INSTITUTIONS EUROPÉENNES: La solidarité, un projet européen

Vassilis Sklias est le président du syndicat European Public Service Union – Cour de justice. Pour le woxx, il évoque son engagement syndical et parle du statut des fonctionnaires européens au grand-duché.

Vassilis Sklias, 62 ans, de nationalité grecque, interprète retraité de l’Union européenne, réside au Luxembourg depuis 1982. Il a participé fin 2013 à la création de la section luxembourgeoise du parti grec Syriza, est membre de Déi Lénk et préside le syndicat EPSU-CJ.

woxx : Pouvez-vous retracer brièvement votre parcours professionnel ?
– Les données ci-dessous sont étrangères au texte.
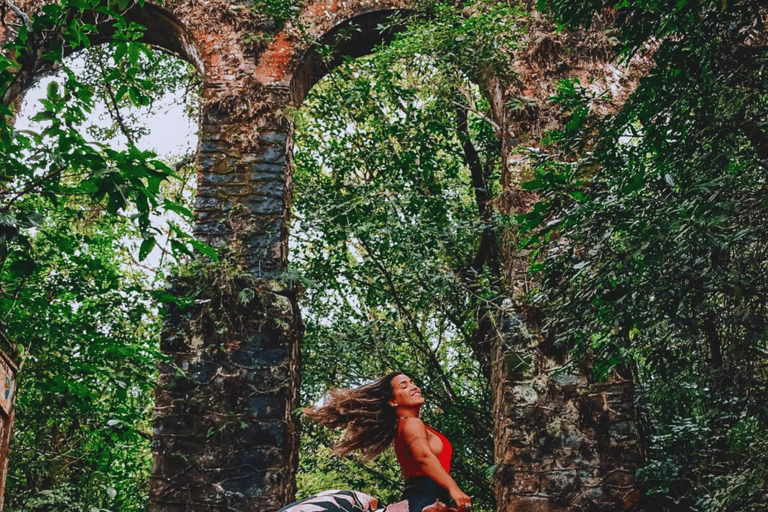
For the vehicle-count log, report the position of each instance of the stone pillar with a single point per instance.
(564, 443)
(225, 437)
Vassilis Sklias : Je suis arrivé au Luxembourg en 1982, au départ comme interprète free-lance, pour devenir par la suite agent contractuel puis fonctionnaire. La Grèce venait d’adhérer à la Communauté économique européenne, le grec était la septième langue et les conditions de carrière étaient très favorables. J’ai donc été promu régulièrement.

Comment votre engagement politique a-t-il débuté ?
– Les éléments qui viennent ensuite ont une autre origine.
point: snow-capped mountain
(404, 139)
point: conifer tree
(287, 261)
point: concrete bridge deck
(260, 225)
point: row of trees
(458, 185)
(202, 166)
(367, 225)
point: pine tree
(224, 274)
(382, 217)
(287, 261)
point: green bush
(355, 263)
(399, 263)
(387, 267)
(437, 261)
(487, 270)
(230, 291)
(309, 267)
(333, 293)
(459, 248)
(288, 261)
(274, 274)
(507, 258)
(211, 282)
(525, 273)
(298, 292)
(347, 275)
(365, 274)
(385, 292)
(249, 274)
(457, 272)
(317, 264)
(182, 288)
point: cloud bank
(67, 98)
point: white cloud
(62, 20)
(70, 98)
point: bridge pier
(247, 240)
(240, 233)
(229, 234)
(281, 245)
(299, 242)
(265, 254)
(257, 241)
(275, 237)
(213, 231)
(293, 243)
Cela remonte à la dictature des colonels, lorsque j’étais étudiant en droit à l’université d’Athènes. J’ai fait partie du mouvement étudiant en 1972 : à cette époque, on prenait des risques, et ce n’était pas forcément très gai. Par la suite, la chute de la dictature en 1974 a permis l’émergence de partis politiques, et je me suis engagé dans ce qui était alors le parti eurocommuniste.
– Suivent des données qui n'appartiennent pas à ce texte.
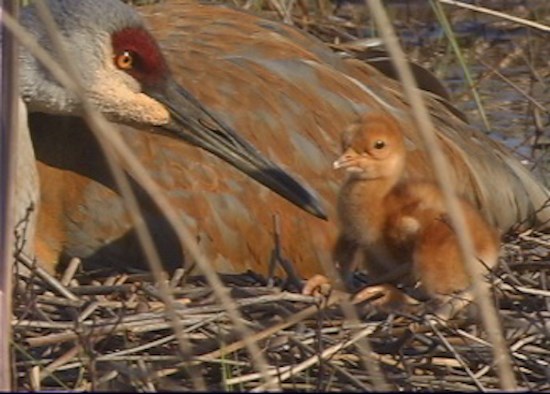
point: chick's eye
(125, 60)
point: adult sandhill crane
(282, 89)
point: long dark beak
(191, 122)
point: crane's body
(288, 94)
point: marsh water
(508, 63)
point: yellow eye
(125, 60)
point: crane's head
(126, 77)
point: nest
(115, 333)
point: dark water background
(520, 54)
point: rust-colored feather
(289, 95)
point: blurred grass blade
(8, 107)
(442, 18)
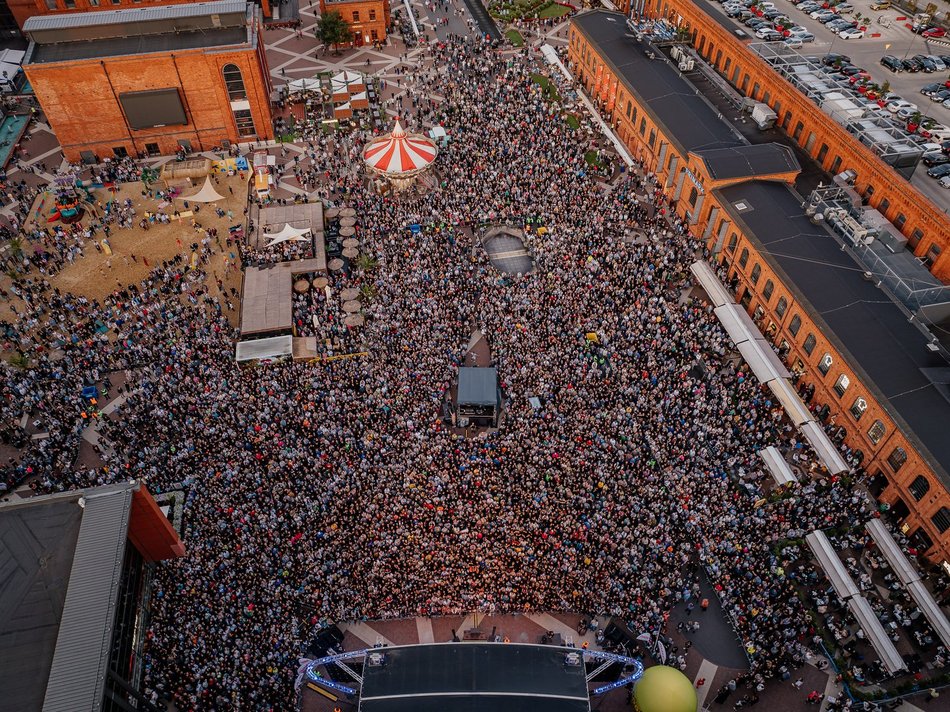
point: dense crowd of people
(339, 491)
Et votre engagement syndical ?

Je considère l’engagement syndical comme connexe à mon activité politique, mais un syndicat ne doit pas afficher d’appartenance politique, ni se dire apolitique non plus ; il doit être indépendant, représenter les intérêts des travailleurs et laisser aux autres le soin de le classer politiquement ! J’ai d’abord adhéré à mon arrivée à l’Union syndicale Luxembourg (USL). Mais le néolibéralisme n’aime pas les syndicats, et malheureusement la culture néolibérale s’est installée ces dernières décennies dans les mentalités ; l’individualisme a gagné du terrain au détriment de la solidarité. Les institutions européennes ne font pas exception, et au sein même de leurs syndicats certains intérêts et enjeux personnels peuvent conduire à des structures de décision non démocratiques : exactement ce dont ils accusent la société? Si les organismes chargés de défendre collectivement les travailleurs ne donnent pas l’exemple, alors ils ne sont pas crédibles dans leur proposition d’une société alternative. C’est pourquoi j’ai quitté mon premier syndicat et participé à la création de l’European Public Service Union – Cour de justice (EPSU-CJ), non par esprit sectaire ou de supériorité, mais pour être plus ouvert à la société et moins corporatiste. Nous sommes rapidement devenus majoritaires au comité du personnel de la Cour de justice de l’Union européenne (CJUE).

« Le néolibéralisme n’aime pas les syndicats. »

Quelles sont les relations qu’EPSU-CJ entretient avec les autres instances syndicales ?

Il est évident que nous devons nous coordonner, car nous ne relevons pas du cadre juridique luxembourgeois. Le statut des fonctionnaires européens est réglé par la « procédure législative ordinaire » européenne, anciennement appelée codécision : ses modifications éventuelles sont approuvées par le Conseil de l’UE et le Parlement européen, ce qui les rend complexes à mettre en oeuvre. Nous sommes donc associés à l’Union syndicale fédérale basée à Bruxelles, mais il faut avouer que quelquefois les relations peuvent être plus difficiles avec l’USL qui souhaite maintenir sa prédominance au Luxembourg.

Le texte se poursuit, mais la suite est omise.